David Pisoni, the minister for Industry and Skills, visited Port Lincoln on April 10 to announce new programs for local live music, meet with business owners to discuss skilled workforce requirements, and talk to students about future careers.
His announcement of new program RAMP, or the Regional Accelerator Music Program, will provide a grant fund of $100,000 for regional music needs.
"There are great things happening across the South Australian regional music sector...and that's why RAMP is being developed," he said.
"Port Lincoln is no stranger to live music, whether that's through gigs at the Port Lincoln Hotel, Sound City, the Nautilus Arts Centre, at the annual SALT Festival or as active participants of last year's Guitars in Bars tour."
Minister Pisoni launched the round table event, which is one of many occurring in regional areas across the state.
"We want to identify any barriers, and identify any enablers for regional live music," he said.
"We will tailor to each region's needs, and there will be a small pool of money to enable that to happen."
He said Liquor Licensing reforms had also given more avenues for live music to thrive, and also announced a 'clip combat' competition, a 'battle of the bands' style competition that considered both the music and the video clip produced.

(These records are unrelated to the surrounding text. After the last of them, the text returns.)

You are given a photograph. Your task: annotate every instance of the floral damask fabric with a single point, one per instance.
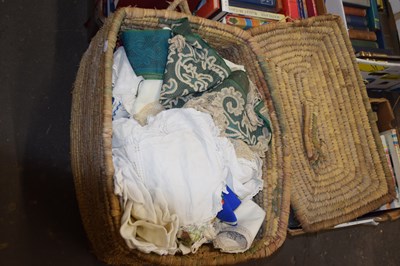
(192, 66)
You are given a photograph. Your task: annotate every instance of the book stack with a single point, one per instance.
(251, 13)
(362, 21)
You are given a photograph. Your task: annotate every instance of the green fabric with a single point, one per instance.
(192, 66)
(147, 51)
(230, 98)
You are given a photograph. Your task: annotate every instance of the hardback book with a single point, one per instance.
(395, 4)
(350, 27)
(364, 3)
(311, 8)
(301, 8)
(362, 35)
(355, 11)
(380, 5)
(360, 45)
(356, 21)
(227, 8)
(269, 3)
(276, 7)
(394, 150)
(291, 8)
(305, 8)
(336, 7)
(360, 50)
(373, 16)
(209, 9)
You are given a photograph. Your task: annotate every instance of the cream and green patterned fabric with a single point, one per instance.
(192, 66)
(147, 51)
(233, 105)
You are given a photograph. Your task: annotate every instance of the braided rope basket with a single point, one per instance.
(91, 131)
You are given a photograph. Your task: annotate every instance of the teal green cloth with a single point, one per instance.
(147, 51)
(192, 66)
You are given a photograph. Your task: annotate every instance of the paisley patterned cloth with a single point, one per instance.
(232, 106)
(147, 51)
(192, 66)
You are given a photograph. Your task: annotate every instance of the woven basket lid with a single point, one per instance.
(338, 173)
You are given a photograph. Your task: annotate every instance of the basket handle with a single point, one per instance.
(183, 6)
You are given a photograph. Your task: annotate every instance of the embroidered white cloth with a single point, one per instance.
(125, 85)
(171, 173)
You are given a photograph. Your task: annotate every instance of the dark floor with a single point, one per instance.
(41, 43)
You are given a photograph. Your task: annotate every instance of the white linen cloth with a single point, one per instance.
(171, 173)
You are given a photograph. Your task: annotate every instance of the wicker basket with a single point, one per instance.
(91, 132)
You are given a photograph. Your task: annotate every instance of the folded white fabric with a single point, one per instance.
(125, 85)
(171, 173)
(237, 239)
(176, 158)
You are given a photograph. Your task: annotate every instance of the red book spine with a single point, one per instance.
(209, 8)
(291, 9)
(311, 8)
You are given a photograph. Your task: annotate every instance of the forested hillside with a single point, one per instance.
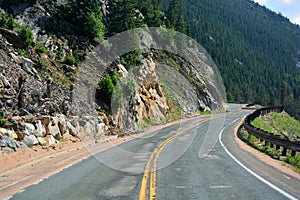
(255, 49)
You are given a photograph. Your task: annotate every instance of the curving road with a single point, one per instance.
(195, 159)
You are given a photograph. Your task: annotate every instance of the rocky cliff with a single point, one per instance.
(47, 98)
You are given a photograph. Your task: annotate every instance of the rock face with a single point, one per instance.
(145, 104)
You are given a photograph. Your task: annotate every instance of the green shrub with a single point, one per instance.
(40, 48)
(22, 52)
(7, 22)
(27, 36)
(42, 62)
(105, 89)
(2, 120)
(70, 59)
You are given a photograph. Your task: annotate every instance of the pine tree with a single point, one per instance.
(86, 15)
(175, 15)
(123, 15)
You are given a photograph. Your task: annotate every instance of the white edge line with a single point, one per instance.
(289, 196)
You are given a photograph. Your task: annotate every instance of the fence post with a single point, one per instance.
(49, 81)
(71, 92)
(22, 81)
(284, 151)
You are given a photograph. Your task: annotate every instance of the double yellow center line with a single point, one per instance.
(153, 160)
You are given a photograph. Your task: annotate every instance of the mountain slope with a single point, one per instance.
(255, 49)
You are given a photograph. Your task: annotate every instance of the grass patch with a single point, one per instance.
(293, 161)
(279, 124)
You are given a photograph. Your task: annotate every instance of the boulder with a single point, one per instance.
(12, 134)
(3, 131)
(53, 130)
(42, 141)
(12, 37)
(30, 140)
(9, 143)
(29, 129)
(40, 129)
(50, 140)
(62, 124)
(28, 66)
(72, 129)
(46, 120)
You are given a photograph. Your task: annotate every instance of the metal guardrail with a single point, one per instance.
(278, 140)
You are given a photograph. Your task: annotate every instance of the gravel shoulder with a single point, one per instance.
(29, 166)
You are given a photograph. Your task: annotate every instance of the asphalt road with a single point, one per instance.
(196, 159)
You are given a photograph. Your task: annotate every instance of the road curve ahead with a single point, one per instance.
(195, 159)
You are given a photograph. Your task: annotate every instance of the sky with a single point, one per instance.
(288, 8)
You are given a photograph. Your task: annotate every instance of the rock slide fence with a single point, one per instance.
(275, 140)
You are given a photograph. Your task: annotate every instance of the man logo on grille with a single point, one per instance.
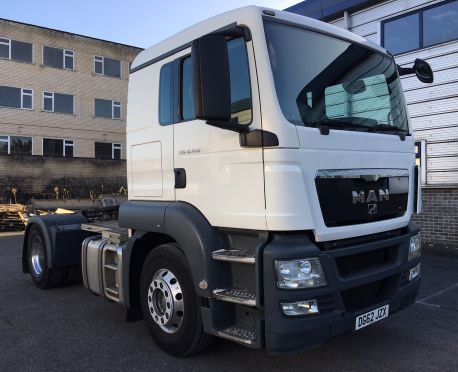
(372, 209)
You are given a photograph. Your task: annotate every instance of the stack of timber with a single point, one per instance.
(12, 217)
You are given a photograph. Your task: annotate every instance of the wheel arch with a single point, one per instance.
(50, 225)
(157, 223)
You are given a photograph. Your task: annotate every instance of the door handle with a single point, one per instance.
(180, 178)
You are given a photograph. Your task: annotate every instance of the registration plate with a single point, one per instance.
(371, 317)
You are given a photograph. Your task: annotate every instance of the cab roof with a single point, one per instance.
(182, 39)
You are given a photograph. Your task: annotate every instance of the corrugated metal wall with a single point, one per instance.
(432, 107)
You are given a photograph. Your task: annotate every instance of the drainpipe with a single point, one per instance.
(347, 20)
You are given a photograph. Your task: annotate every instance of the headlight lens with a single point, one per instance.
(295, 274)
(306, 307)
(415, 247)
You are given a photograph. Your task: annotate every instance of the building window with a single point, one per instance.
(58, 58)
(116, 149)
(58, 147)
(16, 97)
(104, 150)
(105, 108)
(423, 28)
(16, 50)
(15, 145)
(57, 102)
(107, 66)
(166, 94)
(4, 145)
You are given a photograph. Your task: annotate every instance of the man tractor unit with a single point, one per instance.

He said the boost to live music would have a "two-pronged" outcome, giving tourists more reasons to visit the area, and providing locals with experiences that might otherwise only be available in metro areas.
"We want our regions to be vibrant," he said.
"It's about quality of life, and opportunities for young people."
Minister Pisoni also held a round table for people in industries that employed apprentices and trainees, who put forward questions to the minister about concerns they have locally.
The Minister said state apprentice numbers had dropped by 55 percent since 2014, but said over the last 12 months the government had "revitalised" the Training and Skills Commission, and were looking to further identify where holes and shortages were.
One local employer said that his biggest issue is retaining apprentices he has trained from bigger businesses in the mining industry, who were then employing the skilled workers he had.
Mr Pisoni said he'd like to review ratios of employees versus apprentices compared to other states, and look at adjusting them.
"The best way not to lose workers is to have more tradespeople," he said.
"We don't have the ability to compel businesses to employ people, but we can make it easier to employ apprentices."